If society expects citizens to spend a significant portion of their lives inside digital environments, then digital literacy cannot simply mean learning how to click buttons.
It must include learning how those environments shape the mind itself.
That should become a governance issue.
Not because governments should dictate what people watch.
But because every system has a duty of care toward those who inhabit it.
Education should not begin after harm has occurred.
It should exist before the system is even entered.
The irony is almost painful.
Nature survives through biodiversity.
Civilisations survive through diversity of thought.
Healthy minds survive through exposure to difference.

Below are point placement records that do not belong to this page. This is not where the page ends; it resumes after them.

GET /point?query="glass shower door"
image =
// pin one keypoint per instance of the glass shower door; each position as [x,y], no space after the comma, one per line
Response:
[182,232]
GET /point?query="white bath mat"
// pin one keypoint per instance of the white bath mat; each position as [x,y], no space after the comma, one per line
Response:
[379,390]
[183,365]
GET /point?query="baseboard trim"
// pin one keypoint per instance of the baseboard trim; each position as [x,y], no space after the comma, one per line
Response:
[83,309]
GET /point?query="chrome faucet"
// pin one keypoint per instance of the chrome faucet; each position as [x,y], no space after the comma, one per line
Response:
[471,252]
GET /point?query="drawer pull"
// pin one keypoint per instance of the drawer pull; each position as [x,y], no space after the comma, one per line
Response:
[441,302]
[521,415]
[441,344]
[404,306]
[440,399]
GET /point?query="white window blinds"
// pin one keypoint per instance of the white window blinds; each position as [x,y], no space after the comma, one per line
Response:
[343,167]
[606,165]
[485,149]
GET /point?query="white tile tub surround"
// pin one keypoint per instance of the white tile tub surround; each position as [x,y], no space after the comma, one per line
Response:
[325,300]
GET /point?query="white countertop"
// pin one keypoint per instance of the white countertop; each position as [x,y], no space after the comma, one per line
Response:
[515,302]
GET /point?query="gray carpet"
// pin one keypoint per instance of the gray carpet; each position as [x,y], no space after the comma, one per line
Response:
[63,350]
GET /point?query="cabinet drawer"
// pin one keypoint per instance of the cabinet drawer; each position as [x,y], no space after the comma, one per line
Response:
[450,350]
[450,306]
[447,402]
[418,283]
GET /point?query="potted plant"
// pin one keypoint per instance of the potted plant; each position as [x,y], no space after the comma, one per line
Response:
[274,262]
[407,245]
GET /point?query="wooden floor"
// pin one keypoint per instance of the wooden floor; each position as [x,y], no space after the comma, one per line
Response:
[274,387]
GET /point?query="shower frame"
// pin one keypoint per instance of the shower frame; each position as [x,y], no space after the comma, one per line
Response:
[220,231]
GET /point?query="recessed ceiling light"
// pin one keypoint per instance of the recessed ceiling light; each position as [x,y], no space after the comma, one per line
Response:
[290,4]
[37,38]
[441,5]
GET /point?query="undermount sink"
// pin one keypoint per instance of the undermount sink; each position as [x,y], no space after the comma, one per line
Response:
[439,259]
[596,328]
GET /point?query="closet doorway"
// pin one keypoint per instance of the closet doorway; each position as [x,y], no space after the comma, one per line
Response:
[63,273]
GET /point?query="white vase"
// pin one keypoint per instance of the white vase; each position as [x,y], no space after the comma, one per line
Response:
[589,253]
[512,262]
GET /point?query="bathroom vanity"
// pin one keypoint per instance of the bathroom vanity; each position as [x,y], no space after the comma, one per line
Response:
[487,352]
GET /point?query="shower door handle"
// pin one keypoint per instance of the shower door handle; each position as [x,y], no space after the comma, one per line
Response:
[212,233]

Yet many of our most influential technologies optimise the opposite.
They optimise repetition.
The future should not eliminate algorithms entirely.
Algorithms have genuine value.
They help us discover relevant information, reduce noise and navigate overwhelming amounts of content.
The problem begins when relevance becomes exclusivity.
When personalisation becomes enclosure.
When optimisation replaces exploration.
Perhaps recommendation systems should carry another responsibility.
Not simply to understand what we already like.
But to intentionally preserve our cognitive biodiversity.
To occasionally introduce opposing ideas.
Different disciplines.
Different cultures.
Different sciences.
Different philosophies.
Different art.
Not because they generate more clicks.
Because they generate stronger human beings.
I often move deliberately between industries, communities and disciplines.
Not because I cannot commit.
But because I understand that every field teaches something another cannot.
Each becomes part of my own biodiversity.
A forest is healthier because many species coexist.
The same is true of consciousness.
If we continue designing digital ecosystems that reward intellectual monoculture, we should not be surprised when society begins thinking like one.
Biodiversity was never only about protecting nature.
It was always about protecting the conditions that allow life itself to remain adaptive, resilient and capable of flourishing.
Perhaps it is time we recognised that the human mind is one of those ecosystems too.